Ford (F) Options Surge in Popularity Ahead of GM IPO

Ford Motor option volume Ford Motor F has seen options volume and volatility ramp higher this week in anticipation of today's General Motors IPO.  According to our volatility charts, 30-day implied volatility has increased in Ford over the past week from 39% to 52%, hitting its highest point since early July. This compares to 30-day historical volatility of 33%.  The increasing trend suggests F options are in greater demand, and are therefore getting more expensive.

Roughly 810,000 Ford options traded on Monday (2.3 calls for every put) and about 730,000 traded on Tuesday (1.5 calls for each put).  This compares, for example, to October's average daily option volume of 125,000 contracts.

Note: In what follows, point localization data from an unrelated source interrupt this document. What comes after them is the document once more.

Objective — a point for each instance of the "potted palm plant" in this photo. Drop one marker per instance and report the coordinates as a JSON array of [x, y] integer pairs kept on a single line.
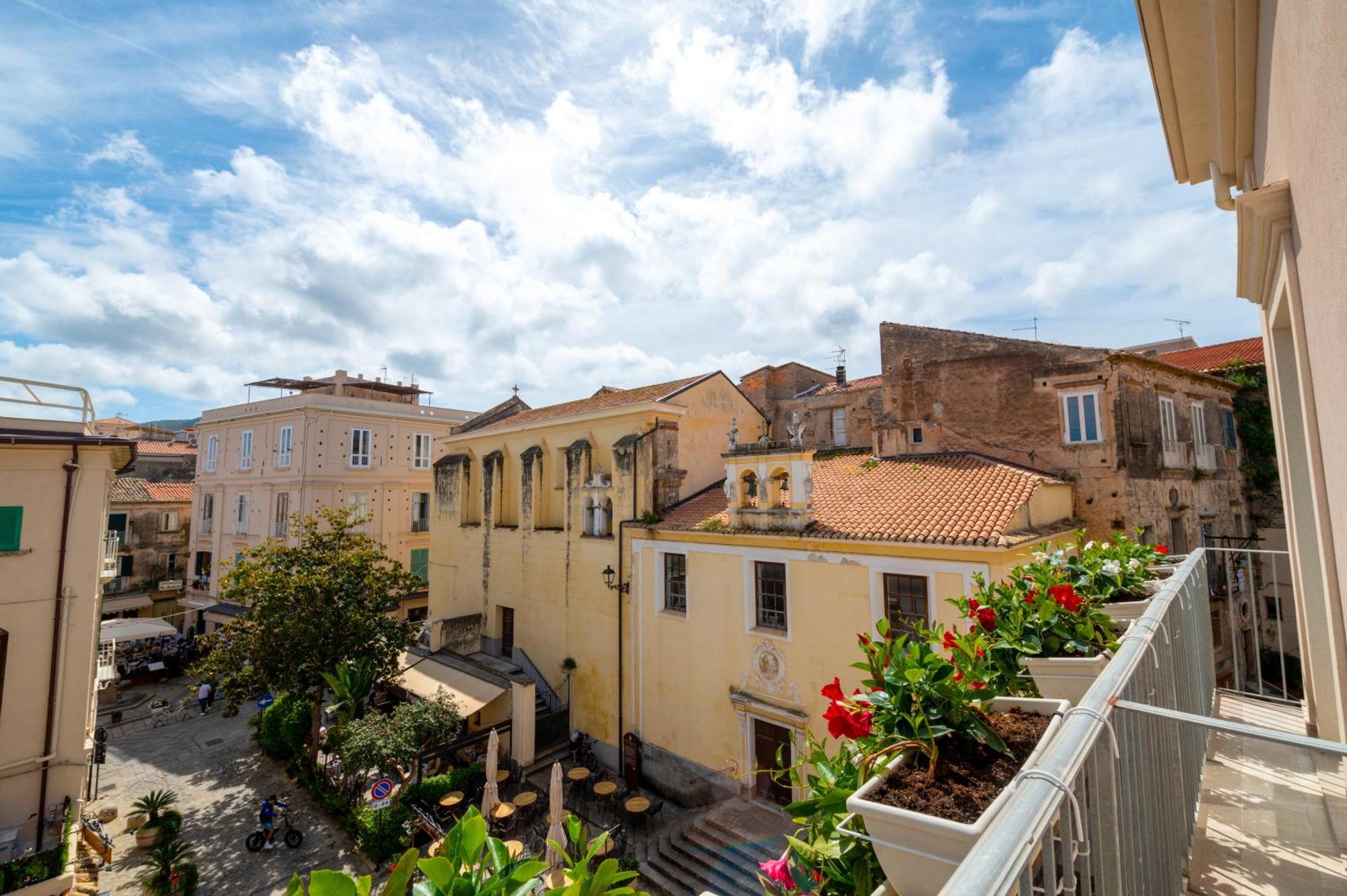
[[162, 823], [938, 749], [169, 871]]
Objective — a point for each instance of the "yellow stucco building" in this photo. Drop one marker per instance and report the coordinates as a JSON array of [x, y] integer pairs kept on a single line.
[[702, 618]]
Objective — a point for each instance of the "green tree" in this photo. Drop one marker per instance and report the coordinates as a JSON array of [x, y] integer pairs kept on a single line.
[[312, 607], [394, 742]]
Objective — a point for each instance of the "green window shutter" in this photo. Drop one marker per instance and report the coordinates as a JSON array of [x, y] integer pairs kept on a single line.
[[421, 563], [11, 526]]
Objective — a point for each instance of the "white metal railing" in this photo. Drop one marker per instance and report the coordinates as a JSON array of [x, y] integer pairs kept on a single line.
[[30, 393], [1112, 805], [111, 543]]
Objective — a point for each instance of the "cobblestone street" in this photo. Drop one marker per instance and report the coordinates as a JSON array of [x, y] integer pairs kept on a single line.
[[222, 778]]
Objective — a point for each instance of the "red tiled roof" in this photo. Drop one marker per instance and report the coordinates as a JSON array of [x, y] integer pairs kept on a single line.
[[137, 490], [852, 385], [165, 448], [1209, 358], [604, 400], [957, 498]]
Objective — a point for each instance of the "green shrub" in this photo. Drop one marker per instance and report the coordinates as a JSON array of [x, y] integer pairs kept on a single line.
[[432, 789], [379, 832], [284, 727]]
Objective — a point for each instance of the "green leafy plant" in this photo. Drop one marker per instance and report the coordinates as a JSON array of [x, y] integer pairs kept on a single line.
[[312, 607], [169, 871]]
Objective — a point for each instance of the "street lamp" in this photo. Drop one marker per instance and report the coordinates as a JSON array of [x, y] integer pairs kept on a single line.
[[608, 580]]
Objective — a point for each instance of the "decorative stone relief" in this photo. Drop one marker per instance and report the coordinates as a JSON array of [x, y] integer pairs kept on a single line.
[[767, 673]]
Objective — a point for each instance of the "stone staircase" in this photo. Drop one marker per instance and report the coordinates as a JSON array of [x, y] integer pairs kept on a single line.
[[715, 851]]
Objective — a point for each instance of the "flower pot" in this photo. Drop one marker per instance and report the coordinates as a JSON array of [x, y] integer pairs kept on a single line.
[[1065, 677], [919, 852]]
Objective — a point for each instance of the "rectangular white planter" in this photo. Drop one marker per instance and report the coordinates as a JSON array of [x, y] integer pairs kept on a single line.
[[1066, 677], [919, 852]]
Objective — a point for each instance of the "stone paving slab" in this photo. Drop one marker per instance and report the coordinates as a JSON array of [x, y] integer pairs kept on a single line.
[[220, 778]]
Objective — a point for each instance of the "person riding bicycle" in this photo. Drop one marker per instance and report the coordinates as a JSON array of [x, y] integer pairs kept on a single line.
[[269, 819]]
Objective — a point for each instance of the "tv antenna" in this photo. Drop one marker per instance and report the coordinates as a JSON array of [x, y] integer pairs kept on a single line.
[[1181, 323]]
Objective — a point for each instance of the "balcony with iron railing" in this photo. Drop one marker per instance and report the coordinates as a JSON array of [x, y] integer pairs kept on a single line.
[[1160, 782]]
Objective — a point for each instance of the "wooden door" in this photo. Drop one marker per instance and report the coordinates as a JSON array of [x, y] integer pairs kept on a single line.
[[507, 631], [767, 740]]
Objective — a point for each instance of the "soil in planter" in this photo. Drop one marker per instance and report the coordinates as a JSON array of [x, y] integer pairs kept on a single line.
[[965, 785]]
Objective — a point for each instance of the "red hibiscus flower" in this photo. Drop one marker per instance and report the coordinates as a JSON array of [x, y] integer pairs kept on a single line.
[[844, 723], [777, 870]]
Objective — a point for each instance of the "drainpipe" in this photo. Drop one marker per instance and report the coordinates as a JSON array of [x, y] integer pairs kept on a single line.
[[626, 588], [71, 467]]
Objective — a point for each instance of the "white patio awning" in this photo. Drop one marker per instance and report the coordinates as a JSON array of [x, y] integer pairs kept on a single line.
[[428, 676], [135, 629], [119, 603]]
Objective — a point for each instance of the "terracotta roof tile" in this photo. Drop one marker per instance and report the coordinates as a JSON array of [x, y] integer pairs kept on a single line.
[[1209, 358], [137, 490], [603, 400], [957, 498], [165, 448], [852, 385]]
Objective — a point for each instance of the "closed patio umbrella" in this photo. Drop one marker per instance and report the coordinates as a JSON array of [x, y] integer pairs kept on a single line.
[[491, 796], [556, 813]]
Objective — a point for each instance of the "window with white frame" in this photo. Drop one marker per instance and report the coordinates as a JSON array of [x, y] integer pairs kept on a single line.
[[242, 516], [840, 427], [285, 443], [770, 595], [1169, 427], [421, 451], [1081, 417], [1200, 423], [282, 526], [360, 440], [676, 583], [359, 504]]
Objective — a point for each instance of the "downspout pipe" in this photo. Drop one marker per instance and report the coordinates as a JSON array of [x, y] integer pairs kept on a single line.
[[623, 587], [71, 467]]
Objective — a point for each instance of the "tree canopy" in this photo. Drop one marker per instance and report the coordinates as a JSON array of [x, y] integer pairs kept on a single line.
[[313, 606]]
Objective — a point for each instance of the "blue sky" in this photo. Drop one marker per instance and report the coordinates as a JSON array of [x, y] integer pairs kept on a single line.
[[576, 193]]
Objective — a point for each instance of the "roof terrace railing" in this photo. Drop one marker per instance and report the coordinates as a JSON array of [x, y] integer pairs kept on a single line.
[[1112, 805], [33, 390]]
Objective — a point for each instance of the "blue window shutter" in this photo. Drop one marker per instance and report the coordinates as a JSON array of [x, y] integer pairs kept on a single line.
[[11, 528]]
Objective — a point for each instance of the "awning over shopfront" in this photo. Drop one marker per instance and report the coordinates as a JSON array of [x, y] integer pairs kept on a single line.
[[135, 629], [424, 676], [121, 603]]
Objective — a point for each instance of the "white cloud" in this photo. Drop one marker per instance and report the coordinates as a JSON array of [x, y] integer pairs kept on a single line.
[[125, 149]]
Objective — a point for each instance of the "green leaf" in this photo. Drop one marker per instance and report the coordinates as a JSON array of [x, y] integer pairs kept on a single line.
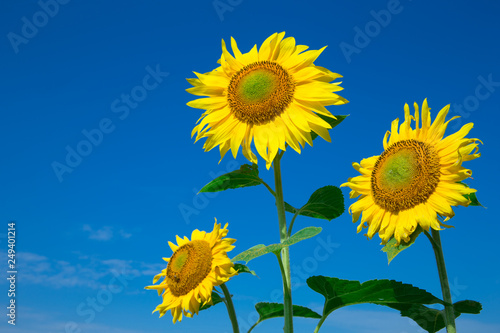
[[339, 293], [289, 208], [276, 310], [243, 269], [432, 320], [392, 249], [247, 175], [261, 249], [216, 299], [325, 203], [331, 121]]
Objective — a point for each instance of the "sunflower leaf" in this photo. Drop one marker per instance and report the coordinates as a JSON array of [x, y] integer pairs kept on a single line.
[[432, 320], [331, 121], [392, 249], [244, 269], [261, 249], [339, 293], [325, 203], [247, 175], [276, 310], [216, 299]]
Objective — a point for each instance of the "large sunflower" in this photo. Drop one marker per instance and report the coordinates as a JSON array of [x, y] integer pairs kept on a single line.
[[415, 178], [271, 95], [193, 270]]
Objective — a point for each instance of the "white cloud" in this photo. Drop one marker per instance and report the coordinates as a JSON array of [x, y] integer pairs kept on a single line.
[[85, 271], [105, 233]]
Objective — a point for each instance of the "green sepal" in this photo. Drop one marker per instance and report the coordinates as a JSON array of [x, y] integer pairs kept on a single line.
[[247, 175], [331, 121], [276, 310], [471, 196], [243, 269], [325, 203], [392, 249], [261, 249], [216, 299]]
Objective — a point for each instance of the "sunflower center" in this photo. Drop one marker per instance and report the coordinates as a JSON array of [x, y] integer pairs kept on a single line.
[[260, 92], [189, 265], [405, 175]]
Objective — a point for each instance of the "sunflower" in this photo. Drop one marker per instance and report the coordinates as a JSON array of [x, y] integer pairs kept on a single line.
[[272, 96], [415, 179], [193, 270]]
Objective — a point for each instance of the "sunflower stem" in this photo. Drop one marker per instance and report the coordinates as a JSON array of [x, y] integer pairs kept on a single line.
[[285, 254], [230, 308], [443, 278], [321, 321]]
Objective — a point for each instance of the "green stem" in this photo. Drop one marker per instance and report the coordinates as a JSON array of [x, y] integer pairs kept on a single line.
[[268, 187], [319, 324], [443, 278], [285, 254], [291, 224], [230, 308]]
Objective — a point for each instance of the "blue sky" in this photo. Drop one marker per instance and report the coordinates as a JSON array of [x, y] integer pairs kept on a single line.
[[103, 224]]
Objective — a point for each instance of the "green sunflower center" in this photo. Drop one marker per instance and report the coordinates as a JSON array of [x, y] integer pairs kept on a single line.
[[189, 266], [257, 85], [260, 92], [405, 175]]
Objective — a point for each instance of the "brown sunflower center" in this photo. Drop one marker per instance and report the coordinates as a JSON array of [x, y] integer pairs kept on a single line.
[[189, 265], [259, 92], [405, 175]]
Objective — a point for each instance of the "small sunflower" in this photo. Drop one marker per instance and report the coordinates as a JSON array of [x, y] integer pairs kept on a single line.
[[194, 269], [416, 178], [272, 96]]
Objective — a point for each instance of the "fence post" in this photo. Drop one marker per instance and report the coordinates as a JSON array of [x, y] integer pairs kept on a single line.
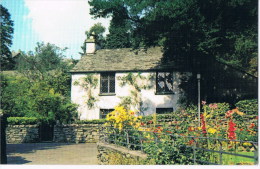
[[220, 154], [3, 159], [127, 139], [256, 156], [194, 151], [140, 136]]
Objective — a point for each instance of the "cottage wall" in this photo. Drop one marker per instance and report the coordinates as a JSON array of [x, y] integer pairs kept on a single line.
[[150, 99]]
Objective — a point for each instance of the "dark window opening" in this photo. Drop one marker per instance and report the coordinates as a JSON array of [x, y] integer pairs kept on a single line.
[[104, 112], [164, 110], [164, 82], [107, 83]]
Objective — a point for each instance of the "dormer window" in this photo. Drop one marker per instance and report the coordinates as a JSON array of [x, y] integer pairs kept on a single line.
[[164, 83], [107, 83]]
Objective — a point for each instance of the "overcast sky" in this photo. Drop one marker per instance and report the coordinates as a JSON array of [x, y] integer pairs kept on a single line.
[[60, 22]]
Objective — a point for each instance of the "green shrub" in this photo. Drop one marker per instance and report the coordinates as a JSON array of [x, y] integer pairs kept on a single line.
[[249, 107], [22, 120], [96, 121]]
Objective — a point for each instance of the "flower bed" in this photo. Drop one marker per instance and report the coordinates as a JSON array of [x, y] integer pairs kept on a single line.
[[173, 141]]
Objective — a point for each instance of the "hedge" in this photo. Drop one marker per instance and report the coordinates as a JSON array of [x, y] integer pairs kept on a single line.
[[22, 120], [96, 121]]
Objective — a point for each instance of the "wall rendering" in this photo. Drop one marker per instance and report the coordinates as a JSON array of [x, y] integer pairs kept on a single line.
[[148, 96]]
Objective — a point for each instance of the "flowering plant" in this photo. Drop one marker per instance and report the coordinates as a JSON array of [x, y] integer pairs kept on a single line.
[[121, 118]]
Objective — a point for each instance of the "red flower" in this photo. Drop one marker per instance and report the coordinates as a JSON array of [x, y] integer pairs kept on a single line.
[[213, 106], [203, 127], [231, 130], [150, 122], [191, 142], [229, 113], [191, 128], [252, 125]]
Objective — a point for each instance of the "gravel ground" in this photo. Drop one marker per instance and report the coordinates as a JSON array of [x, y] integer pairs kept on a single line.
[[52, 154]]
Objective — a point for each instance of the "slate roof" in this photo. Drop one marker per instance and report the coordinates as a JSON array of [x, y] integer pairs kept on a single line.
[[125, 59]]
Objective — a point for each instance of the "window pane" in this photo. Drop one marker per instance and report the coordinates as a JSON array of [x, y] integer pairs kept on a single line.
[[112, 86], [104, 112], [164, 82], [104, 86], [164, 110], [107, 83], [169, 82]]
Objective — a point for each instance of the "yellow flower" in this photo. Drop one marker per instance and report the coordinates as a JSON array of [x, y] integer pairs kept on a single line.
[[247, 144], [212, 130]]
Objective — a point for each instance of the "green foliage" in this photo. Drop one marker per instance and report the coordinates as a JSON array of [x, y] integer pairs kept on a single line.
[[22, 120], [169, 152], [20, 97], [96, 121], [115, 158], [249, 107], [6, 34], [191, 31]]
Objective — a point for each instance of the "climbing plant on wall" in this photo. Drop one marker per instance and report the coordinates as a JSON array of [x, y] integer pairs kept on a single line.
[[89, 82], [136, 83]]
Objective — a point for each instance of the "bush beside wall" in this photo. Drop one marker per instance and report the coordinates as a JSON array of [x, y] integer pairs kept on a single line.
[[116, 155], [76, 133], [22, 133]]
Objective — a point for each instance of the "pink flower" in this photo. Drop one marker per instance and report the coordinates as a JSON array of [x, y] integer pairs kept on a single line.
[[213, 106]]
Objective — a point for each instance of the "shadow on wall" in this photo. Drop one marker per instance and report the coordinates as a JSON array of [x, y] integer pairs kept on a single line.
[[17, 160], [148, 105], [31, 147]]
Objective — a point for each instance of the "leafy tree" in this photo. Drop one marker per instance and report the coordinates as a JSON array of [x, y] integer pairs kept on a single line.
[[193, 34], [190, 31], [6, 34], [98, 31], [47, 64], [22, 98], [41, 86]]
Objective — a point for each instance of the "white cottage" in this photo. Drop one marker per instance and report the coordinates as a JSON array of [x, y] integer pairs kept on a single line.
[[105, 78]]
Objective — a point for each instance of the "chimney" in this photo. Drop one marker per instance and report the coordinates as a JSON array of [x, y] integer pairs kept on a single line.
[[91, 45]]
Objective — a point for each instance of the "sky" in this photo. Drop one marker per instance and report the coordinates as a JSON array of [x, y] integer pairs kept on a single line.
[[59, 22]]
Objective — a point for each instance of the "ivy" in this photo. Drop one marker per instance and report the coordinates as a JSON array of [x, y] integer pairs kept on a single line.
[[89, 82], [137, 82]]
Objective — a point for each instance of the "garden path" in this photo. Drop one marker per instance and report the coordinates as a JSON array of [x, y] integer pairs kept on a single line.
[[52, 153]]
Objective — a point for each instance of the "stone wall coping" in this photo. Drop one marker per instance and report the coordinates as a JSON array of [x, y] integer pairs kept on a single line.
[[123, 150], [21, 126], [77, 125]]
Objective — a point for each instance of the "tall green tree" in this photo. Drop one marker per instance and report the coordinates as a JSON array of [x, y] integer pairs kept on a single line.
[[6, 35], [41, 86], [47, 63], [191, 31]]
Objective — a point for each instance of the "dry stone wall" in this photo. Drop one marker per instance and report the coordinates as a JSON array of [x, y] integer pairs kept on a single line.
[[22, 133], [76, 133]]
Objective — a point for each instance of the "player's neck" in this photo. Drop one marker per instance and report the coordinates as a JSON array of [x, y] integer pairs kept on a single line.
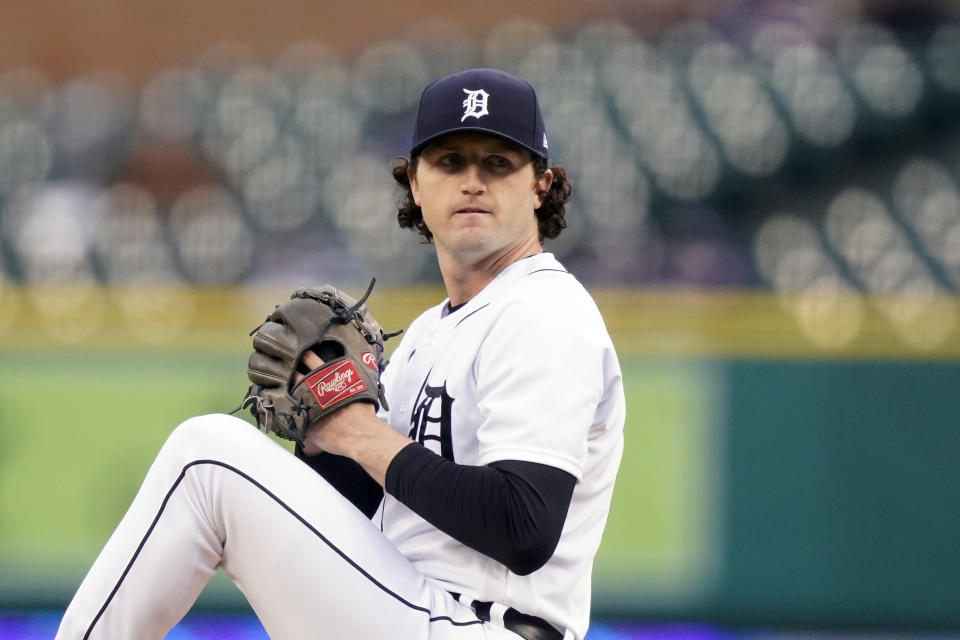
[[464, 278]]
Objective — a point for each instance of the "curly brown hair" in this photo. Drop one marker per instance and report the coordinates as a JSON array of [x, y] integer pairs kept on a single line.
[[550, 214]]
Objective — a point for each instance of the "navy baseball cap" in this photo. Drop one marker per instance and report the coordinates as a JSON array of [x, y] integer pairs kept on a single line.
[[483, 101]]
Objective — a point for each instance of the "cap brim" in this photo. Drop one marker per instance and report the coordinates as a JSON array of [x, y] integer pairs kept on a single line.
[[474, 129]]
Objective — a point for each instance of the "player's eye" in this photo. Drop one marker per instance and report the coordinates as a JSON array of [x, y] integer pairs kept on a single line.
[[449, 160], [499, 162]]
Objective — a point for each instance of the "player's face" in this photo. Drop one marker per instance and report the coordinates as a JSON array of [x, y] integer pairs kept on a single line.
[[478, 194]]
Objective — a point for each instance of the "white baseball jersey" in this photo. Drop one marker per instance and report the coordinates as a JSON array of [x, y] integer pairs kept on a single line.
[[523, 371]]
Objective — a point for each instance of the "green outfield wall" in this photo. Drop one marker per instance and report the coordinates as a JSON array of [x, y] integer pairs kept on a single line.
[[770, 476]]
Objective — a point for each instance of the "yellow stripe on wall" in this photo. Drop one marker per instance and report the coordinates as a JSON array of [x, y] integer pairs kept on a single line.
[[642, 321]]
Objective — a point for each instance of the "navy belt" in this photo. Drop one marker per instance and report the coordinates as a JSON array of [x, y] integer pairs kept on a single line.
[[525, 626]]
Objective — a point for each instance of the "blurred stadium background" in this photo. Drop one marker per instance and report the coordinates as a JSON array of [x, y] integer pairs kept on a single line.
[[767, 209]]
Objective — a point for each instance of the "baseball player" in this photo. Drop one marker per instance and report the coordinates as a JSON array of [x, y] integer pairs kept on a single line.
[[470, 505]]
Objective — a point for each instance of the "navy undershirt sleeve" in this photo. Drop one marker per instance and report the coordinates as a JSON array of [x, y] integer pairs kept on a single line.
[[347, 477], [511, 510]]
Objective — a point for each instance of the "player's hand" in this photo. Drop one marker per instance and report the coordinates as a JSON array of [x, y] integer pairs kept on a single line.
[[354, 431], [330, 434]]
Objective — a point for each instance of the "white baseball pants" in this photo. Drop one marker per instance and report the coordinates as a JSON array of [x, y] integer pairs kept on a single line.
[[220, 494]]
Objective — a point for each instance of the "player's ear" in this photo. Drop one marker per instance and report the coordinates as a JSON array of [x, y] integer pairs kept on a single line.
[[542, 187], [414, 185]]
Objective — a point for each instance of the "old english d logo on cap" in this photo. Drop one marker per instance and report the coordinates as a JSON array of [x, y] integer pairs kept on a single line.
[[475, 105], [483, 101]]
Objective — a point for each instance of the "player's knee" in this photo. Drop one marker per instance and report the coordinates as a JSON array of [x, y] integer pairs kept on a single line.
[[200, 436]]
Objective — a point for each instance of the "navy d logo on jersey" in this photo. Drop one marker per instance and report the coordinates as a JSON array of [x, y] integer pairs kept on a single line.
[[475, 105], [430, 423]]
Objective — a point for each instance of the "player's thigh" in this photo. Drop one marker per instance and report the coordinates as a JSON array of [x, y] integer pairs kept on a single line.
[[298, 550]]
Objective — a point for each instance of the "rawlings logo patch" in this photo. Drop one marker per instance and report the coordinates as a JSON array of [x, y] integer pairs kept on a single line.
[[335, 384]]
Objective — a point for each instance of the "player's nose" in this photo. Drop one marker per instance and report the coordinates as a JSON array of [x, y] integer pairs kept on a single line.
[[472, 180]]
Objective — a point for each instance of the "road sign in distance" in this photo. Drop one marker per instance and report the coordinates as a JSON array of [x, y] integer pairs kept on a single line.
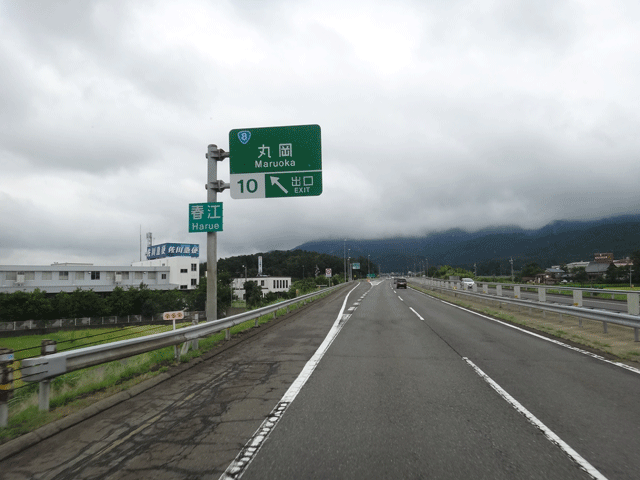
[[179, 315], [275, 162]]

While there has been a wide range of activity across many strike prices in recent days, one trade we'd like to focus on is a long straddle that traded Wednesday at the March 17 strike. It appears as though blocks of 4,000 options were purchased on both the March 17 call and put for $1.61 and $1.83, respectively, or a total straddle price of $3.44 apiece.  This is the at-the-money straddle and is roughly 20% of the strike price. Total premium for the 4,000 lot was nearly $1.38 million.

At the time of the trade, the call had slightly higher delta (despite being out-of-the-money) so it appears as though the investor simultaneously shorted stock (28,000 shares or so at $16.82) to offset this imbalance on the call side. The fundamental principle behind the long straddle remains; the trade will be profitable if the shares rally or decline.  Maximum loss occurs at expiration if Ford is trading right at the strike price.

If the investor buys to close the shares, leaving only the long straddle open, breakeven at expiration is $13.56 to the downside and $20.44 to the upside (the straddle strike less and plus the premium paid).  Anywhere between these levels, the trade will lose money.  Either way, the investor in question is looking for a sharp move in Ford between now and mid-March but isn't sure of the direction.

Of course the long straddle owner could exit the trade anytime before expiration, if the implied volatility rises in these Ford options, increasing  the time value of the options.  The sensitivity to vol changes from this trade equals the VEGA of both the call and the put.  That is 0.074 today, or just under $30,000 of risk per vol point.

Not to be outshined on the news front this week, Ford made an announcement of its own, revealing the markets that will debut the Focus Electric. The venerable automaker's first all-electric passenger car will retail in Atlanta, Boston, Chicago, L.A., San Francisco, New York, Seattle, Washington D.C., and a number of other large metropolitan areas.